Why Waterfalls Matter
I mentioned last week that I would be in the North Carolina mountains a few days, and I'm wrapping that up now. It's been an interesting trip
Humanity knows next to nothing about reality. This is an assumption that is true in almost any scientific endeavor. Much of what we think is scientific progress is a rearranging of mental furniture.
Geography is no different. Even as populous a country as America is filled with mysteries waiting for us to find out. North Carolina has only 209 people per square mile, and most of that population is packed into the state's Charlotte, Raleigh, and Greensboro urban areas. Both the mountains and the coastal areas have wide swaths of wilderness. The area where we've been, in the far southwest, about 10 miles from the South Carolina border, is almost pristine in areas.
We focused this short trip on waterfalls, which abound in these mountains. The first - which involved a fairly strenuous 4 mile round trip to reach - is Rainbow falls, known as that because of the nearly constant rainbows visible during daylight because of the huge volume of water here. The falls themselves are 125 feet high. To put that in perspective, Niagara is 150 feet high. Rainbow is a serious, and a seriously beautiful water, and worth the hike, which begins in North Carolina's Gorges State Park.

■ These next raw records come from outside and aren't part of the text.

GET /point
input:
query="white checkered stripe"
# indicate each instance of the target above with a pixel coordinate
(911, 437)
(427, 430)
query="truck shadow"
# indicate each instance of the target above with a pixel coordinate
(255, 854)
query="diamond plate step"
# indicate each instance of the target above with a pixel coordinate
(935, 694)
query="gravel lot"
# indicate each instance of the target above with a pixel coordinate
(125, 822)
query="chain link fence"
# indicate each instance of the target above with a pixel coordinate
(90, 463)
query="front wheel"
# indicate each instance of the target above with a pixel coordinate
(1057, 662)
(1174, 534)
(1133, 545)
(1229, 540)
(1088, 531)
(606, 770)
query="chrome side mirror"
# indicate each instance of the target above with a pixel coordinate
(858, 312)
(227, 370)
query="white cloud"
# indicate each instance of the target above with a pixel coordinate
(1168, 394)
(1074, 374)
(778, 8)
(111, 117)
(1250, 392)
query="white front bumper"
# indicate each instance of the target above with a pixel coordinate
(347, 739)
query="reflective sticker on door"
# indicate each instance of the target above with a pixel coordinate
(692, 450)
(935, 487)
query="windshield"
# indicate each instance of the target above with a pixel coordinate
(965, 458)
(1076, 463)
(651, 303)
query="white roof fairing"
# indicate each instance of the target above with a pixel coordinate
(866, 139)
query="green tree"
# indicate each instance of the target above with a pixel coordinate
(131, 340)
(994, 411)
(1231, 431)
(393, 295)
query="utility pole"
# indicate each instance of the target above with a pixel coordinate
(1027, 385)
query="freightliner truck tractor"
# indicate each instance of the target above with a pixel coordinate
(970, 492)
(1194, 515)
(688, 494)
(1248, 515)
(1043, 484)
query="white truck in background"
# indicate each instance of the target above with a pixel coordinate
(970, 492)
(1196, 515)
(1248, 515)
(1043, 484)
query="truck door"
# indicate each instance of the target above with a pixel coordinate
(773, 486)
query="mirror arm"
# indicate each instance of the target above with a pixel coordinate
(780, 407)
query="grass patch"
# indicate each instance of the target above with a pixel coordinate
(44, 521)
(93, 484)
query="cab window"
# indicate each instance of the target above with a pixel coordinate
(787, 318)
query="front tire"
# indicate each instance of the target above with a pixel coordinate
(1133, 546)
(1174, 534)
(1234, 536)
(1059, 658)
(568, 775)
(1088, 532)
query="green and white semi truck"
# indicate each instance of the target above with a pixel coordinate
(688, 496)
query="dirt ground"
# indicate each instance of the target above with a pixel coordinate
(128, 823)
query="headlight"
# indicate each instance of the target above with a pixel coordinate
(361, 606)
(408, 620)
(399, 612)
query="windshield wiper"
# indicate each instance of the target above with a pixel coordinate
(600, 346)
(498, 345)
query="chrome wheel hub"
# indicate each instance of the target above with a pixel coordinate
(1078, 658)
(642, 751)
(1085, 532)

(On all three falls we visited, we were lucky to have visited after a week that gave the area 14 inches of rain, so the falls were in high volume. Much of the NC mountains get so much precipitation that they are technically rainforest climates).
The other two were beautiful, even when less spectacular. The first was Bridal Veil, a small water cascade directly on NC highway 64, near Cashiers. The next was the misnamed Dry falls, likewise off of highway 64. The "dry" appellation comes from one normally being able to walk behind the falls and not get wet. We did indeed walk behind the falls, but not without getting seriously wet, again due to the high water volume.
There is almost no research done on waterfalls. Rivers and lakes are studied and explored, but these spectacular mysteries are a place for budding students to learn.
I'm a huge fan of cities. Cities are where the fun and excitement of humanity displays best, and a few days in the wilderness is all I need. What Samuel Johnson said about London can be said about many cities: "If you are bored with London, you are bored with life." So we visited one small city, and found a notable exception to Johnson's dictum.
Highlands, NC, is a small city at 4,000 feet above sea level. Technically, it is just over 95% white, and walking up and down the city's main drag only made me wonder where that small number of black and brown people might be. The best that could be said about this tedious little dump is that it was an adventure in time travel. The city has their very own mask mandate, and the streets are festooned with cranky signs nagging people to muzzle their faces.
Normally, I love places that I visit, and expect to return one day. Highlands is obviously different.
Sometimes I take long vacations but I don't have to have them. A few days in a different climate and land makes me see the world differently. That's why I travel.